Ce n’est pas une plateforme qui va permettre un véritable débat. On va faire comme pour le grand débat précédent, à savoir des sommes de contributions individuelles. Ce n’est pas ça, débattre. Un débat, c’est quand on réussit à partir de différentes positions, à avancer, à fusionner certains arguments, à en rejeter d’autres. C’est un processus interactif.
Là, il va de nouveau s’agir d’une suite de monologues pour l’essentiel. Les gens qui vont décider de contribuer ne seront pas à l’image de l’ensemble de la société française et aucune règle n’est établie pour savoir comment on tire les conclusions.
D’après vous, comment pourrait être mise en place une vraie consultation citoyenne ?
Par exemple, en ce moment il y a une convention citoyenne pour le climat qui s’ouvre. Je ne sais pas exactement ce que ça va donner mais en tout cas, si l’on avait quelque chose de similaire sur les retraites, on pourrait poser trois questions : Est-ce que la part consacrée aux retraites dans le PIB doit rester similaire ou est-ce qu’elle doit augmenter et si oui, comment ?
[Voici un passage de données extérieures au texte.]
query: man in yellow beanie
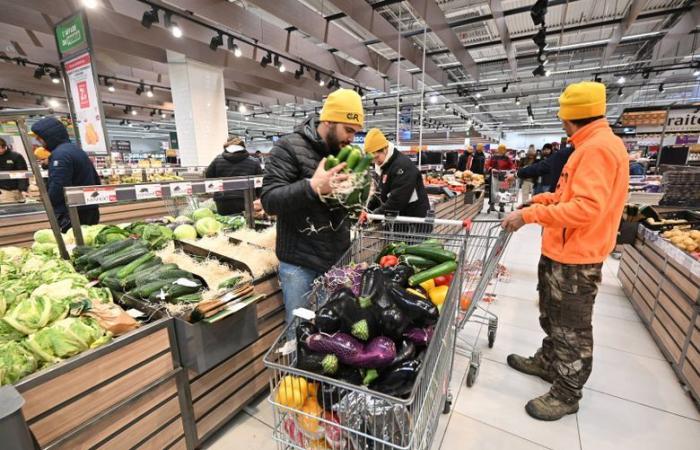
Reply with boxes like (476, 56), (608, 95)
(364, 128), (429, 218)
(502, 81), (629, 421)
(261, 88), (364, 330)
Est-ce que l’on doit passer d’un système par annuités à un système par points ?
Doit-il y avoir un âge légal de départ à la retraite, si oui lequel ?
Et qu’à l’issue d’une assemblée citoyenne, d’abord à l’échelle régionale puis nationale, on soumette à référendum les recommandations issues de ces assemblées, là nous aurions quelque chose qui soit un vrai exercice démocratique. Nous en sommes très loin.